But nobody has a grill exactly like Richard Batliner's.
The Lee's Summit man and his smoker -- which weighs about a ton and was made with quarter-inch steel -- was recently in the American Royal Parade with other local grillers in what organizers called the "pit parade."
Like all conversation pieces, Batliner's grill -- in the shape of a giant pink pig -- has a story.
About 10 years ago, Batliner and his son Chris were riding around one day when Richard spotted the grill in a farmer's front yard. Chris kept driving, but his dad was hooked.
"I said, 'No, stop, back up. That thing's for sale,"' Batliner remembers.
Chris was doubtful, seeing no "for sale" sign. Then his dad reminded him of an unwritten rule: "Anything that's in the front yard of a farmer's house is for sale."
As it turns out, Batliner was right. The old man who lived there, a farmer who did some welding on the side, was ready to sell, Batliner said. The man had made the grill for a catering business, but the transaction fell through. The pig -- this fantastic, one-of-a-kind masterpiece -- had nowhere else to go.
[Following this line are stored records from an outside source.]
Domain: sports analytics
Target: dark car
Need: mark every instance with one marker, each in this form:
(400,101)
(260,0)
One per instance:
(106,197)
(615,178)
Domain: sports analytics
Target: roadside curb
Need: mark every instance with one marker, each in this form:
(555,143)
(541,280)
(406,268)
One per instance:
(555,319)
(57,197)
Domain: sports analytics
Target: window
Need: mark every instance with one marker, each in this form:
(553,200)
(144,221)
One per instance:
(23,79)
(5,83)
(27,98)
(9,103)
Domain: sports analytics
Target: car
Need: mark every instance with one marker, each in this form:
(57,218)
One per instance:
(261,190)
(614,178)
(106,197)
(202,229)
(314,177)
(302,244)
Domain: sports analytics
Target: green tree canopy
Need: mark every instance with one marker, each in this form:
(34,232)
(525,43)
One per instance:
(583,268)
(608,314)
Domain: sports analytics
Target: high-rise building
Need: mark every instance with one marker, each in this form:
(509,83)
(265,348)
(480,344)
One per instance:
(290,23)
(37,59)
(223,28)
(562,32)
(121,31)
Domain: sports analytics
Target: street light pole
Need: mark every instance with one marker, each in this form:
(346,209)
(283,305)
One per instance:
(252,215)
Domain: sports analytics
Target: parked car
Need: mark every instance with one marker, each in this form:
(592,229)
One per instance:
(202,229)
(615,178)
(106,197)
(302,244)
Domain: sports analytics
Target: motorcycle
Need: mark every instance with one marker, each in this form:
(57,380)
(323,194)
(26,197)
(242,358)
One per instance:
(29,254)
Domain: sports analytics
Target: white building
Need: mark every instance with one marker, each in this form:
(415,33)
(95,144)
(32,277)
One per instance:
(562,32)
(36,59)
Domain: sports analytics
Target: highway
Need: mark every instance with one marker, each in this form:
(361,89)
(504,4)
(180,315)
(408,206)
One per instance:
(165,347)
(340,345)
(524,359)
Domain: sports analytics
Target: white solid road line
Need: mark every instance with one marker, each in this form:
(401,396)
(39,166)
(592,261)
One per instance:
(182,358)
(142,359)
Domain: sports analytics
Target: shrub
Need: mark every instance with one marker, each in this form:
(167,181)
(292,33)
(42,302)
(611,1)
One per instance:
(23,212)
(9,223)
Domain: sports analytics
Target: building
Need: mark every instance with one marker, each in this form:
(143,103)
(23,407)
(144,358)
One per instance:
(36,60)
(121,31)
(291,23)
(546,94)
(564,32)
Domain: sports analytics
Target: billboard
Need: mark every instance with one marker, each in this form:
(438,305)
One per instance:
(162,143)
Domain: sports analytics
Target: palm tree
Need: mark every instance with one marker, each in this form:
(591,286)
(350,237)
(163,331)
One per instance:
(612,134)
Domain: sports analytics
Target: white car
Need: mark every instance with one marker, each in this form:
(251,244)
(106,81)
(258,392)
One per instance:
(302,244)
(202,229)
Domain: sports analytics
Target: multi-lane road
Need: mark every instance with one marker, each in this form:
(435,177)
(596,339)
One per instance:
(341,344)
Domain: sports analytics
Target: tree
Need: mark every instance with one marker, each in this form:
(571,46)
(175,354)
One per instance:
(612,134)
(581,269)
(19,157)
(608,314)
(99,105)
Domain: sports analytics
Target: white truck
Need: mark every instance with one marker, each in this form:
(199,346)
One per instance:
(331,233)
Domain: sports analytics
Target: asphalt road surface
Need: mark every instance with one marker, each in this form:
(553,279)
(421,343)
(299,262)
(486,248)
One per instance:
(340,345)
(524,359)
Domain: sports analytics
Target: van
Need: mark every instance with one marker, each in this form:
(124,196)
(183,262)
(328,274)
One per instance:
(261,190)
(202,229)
Batliner dragged his new grill to Arrowhead Stadium for a tailgating party, and the response was amazing. Strangers kept stopping to ask questions and take pictures.
Every so often, Batliner gets offered catering jobs, but he's never accepted. He doesn't compete in grilling contests, either.
No, the pig's saved mostly for family cookouts, neighborhood parties and the giant summer luau where the elder Batliner cooks for 350 friends.
If you want a grill like Batliner's, forget about it. The old farmer vowed to never make another, Batliner said. Other people asked him to build giant metal pigs for them. As far as Batliner knows, he never did.
"There's just one of them," Batliner said. "I guarantee you."